In questioning the criteria for the choice of images, it was usually the context that dictated how I would use them. Most often I separated my photographs according to their modes of display, be it within archival works (installations, portfolios, books, etc.), on gallery walls, or on social media. However, in deciding on the images to include in this exhibition, it was first and foremost the aesthetic of the Polaroids that guided my choices of the other “instant” images. Simpler, more direct in composition and subject matter, almost casual, I looked for equivalents in my archives of images. This almost infinite endeavour was one that gave me great pleasure, and allowed me to explore another—earlier and at the same time newer—photographic identity.

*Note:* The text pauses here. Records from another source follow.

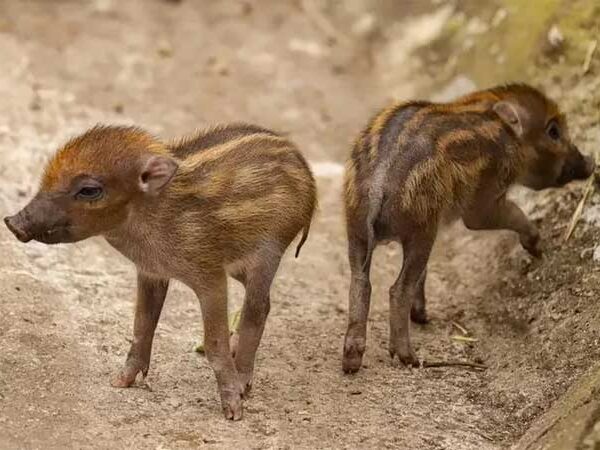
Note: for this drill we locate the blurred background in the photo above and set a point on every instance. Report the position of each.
(316, 70)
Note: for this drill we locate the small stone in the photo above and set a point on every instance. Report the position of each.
(596, 254)
(499, 17)
(555, 37)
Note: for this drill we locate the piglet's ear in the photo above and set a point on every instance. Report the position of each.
(156, 173)
(513, 115)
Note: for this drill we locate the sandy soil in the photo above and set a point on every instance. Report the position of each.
(66, 311)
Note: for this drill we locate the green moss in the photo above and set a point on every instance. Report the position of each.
(513, 50)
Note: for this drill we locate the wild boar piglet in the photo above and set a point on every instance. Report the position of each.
(419, 163)
(228, 201)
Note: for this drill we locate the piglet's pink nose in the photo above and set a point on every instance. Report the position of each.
(15, 225)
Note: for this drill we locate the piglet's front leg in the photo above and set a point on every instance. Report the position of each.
(212, 294)
(150, 299)
(504, 214)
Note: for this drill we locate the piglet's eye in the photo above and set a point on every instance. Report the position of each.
(89, 193)
(553, 131)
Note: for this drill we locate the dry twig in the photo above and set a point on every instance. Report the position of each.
(460, 328)
(589, 186)
(454, 364)
(589, 56)
(312, 10)
(464, 338)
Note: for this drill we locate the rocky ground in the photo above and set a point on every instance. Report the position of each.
(66, 311)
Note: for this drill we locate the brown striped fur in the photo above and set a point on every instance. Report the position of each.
(418, 163)
(227, 201)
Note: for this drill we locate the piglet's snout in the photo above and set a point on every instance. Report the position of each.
(590, 165)
(16, 224)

Presented by Olga Korper Gallery

Angela Grauerholz, artist/photographer and graphic designer, has been exhibited and collected widely in Canada, the US, and Europe. She has participated in many international events of distinction including the Sydney Biennale (1990), documenta IX (1992), the Carnegie International (1995) and the Montréal Biennale (2004). She was awarded several prestigious prizes for her accomplishments in the arts, such as Québec’s Prix Paul-Émile Borduas (2006), the Canada Council’s Governor General Award in Visual and Media Arts (2014), and in 2015 the distinguished Scotiabank Photography Award (Toronto). As Full Professor at the École de design, UQAM (Université du Québec in Montréal)—where she also directed the Centre de design (2008 to 2012)—she taught typography and photography from 1988 to 2017. In 2019, the Emily Carr University of Art + Design awarded her an Honorable Doctorate of Letters.